So now, God has His chisel in hand and is slowly but surely chipping away at all the pieces that still need dislodging, chipping away at things that hold me captive and mar my form, chipping away at the barriers I’ve thrown up myself.
It’s a painful process, and difficult to remain still and be utterly trusting in God’s sure hand and eye. The baser parts of my nature resent it and cry out, “Why are You doing this to me? I’ve turned to You for help, and yet You cause me such pain!” But the higher parts of my nature understand perfectly.

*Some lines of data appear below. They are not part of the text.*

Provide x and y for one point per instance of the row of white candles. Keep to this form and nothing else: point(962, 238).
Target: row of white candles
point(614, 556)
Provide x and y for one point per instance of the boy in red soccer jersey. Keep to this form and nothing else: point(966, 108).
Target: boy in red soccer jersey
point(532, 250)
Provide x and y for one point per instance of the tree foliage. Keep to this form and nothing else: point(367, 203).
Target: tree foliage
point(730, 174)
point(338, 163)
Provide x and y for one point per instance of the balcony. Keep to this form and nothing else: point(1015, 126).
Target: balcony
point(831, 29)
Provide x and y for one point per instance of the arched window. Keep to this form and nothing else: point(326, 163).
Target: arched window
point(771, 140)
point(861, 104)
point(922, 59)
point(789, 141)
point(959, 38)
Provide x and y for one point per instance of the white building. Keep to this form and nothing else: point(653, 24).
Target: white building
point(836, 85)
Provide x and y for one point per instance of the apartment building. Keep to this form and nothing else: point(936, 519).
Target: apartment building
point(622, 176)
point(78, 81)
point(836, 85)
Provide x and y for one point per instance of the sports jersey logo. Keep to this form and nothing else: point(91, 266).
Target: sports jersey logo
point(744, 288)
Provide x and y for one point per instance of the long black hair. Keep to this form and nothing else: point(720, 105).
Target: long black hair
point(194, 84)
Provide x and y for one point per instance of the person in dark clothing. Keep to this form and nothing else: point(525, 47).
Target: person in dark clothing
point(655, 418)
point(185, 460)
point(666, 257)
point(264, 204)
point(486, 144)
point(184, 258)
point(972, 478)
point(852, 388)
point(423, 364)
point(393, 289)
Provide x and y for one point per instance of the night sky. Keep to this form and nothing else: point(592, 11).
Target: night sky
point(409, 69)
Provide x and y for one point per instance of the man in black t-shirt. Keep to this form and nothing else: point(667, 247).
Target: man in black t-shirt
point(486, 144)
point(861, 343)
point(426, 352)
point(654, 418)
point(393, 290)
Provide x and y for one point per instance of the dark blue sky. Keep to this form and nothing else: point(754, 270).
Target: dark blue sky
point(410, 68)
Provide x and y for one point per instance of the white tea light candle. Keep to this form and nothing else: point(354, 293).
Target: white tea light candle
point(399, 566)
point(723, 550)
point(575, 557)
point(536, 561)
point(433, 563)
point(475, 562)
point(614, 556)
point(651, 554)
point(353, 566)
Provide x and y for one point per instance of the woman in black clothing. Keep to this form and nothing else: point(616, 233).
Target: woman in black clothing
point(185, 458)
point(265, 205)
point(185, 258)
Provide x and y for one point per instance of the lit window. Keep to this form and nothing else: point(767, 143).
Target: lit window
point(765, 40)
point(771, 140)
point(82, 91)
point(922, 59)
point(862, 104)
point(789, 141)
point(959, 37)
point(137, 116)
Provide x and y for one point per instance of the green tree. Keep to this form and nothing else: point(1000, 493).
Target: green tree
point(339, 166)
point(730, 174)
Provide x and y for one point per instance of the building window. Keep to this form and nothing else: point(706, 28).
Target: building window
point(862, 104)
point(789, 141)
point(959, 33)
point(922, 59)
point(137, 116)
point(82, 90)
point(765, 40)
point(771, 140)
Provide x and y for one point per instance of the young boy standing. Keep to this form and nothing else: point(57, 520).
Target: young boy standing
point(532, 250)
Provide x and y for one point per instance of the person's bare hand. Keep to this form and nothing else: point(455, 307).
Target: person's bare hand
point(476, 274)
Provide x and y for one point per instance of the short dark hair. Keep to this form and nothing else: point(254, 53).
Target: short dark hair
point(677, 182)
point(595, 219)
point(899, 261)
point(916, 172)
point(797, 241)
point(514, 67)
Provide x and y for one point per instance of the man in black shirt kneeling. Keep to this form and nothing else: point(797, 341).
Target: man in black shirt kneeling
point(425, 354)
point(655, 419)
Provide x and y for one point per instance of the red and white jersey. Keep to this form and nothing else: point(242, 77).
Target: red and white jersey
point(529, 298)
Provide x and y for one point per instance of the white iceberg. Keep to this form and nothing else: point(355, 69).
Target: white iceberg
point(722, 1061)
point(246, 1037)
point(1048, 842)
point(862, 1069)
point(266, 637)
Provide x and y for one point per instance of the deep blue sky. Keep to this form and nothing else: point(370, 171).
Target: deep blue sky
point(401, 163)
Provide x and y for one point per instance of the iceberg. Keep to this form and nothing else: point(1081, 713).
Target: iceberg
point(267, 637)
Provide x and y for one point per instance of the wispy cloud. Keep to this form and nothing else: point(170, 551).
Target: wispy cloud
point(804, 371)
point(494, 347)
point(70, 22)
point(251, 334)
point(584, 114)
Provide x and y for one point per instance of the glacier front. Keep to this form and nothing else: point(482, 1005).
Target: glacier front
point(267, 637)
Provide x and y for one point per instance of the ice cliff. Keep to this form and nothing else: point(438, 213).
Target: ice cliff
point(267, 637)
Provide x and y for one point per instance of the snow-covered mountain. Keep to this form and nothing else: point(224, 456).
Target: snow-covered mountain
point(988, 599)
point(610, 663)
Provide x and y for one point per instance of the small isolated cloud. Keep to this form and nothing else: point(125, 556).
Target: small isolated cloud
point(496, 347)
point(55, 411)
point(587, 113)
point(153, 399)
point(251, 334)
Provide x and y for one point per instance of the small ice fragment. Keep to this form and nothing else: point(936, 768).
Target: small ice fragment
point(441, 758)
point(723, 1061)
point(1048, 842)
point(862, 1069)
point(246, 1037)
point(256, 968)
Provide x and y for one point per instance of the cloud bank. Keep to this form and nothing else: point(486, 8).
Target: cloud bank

After all, what am I but a clump of earth that God has seen fit to fashion in His own image and–wonder of wonders–to love? And if He is willing to work, again and again, to bring forth the greatness He sees in me, to liberate and purify and beautify me, then why should I complain?
It reminds me of one of my favorite passages from C.S. Lewis’s The Problem of Pain:
One can imagine a sentient picture, after being rubbed and scraped and recommenced for the tenth time, wishing that it were only a thumbnail sketch whose making was over in a minute. In the same way, it is natural for us to wish that God had designed for us a less glorious and less arduous destiny; but then we are wishing not for more love but for less.
(HarperCollins, p. 34)
Or, as St. Augustine said, “The doctor doesn’t stop cutting just because his patient is screaming for him to stop.”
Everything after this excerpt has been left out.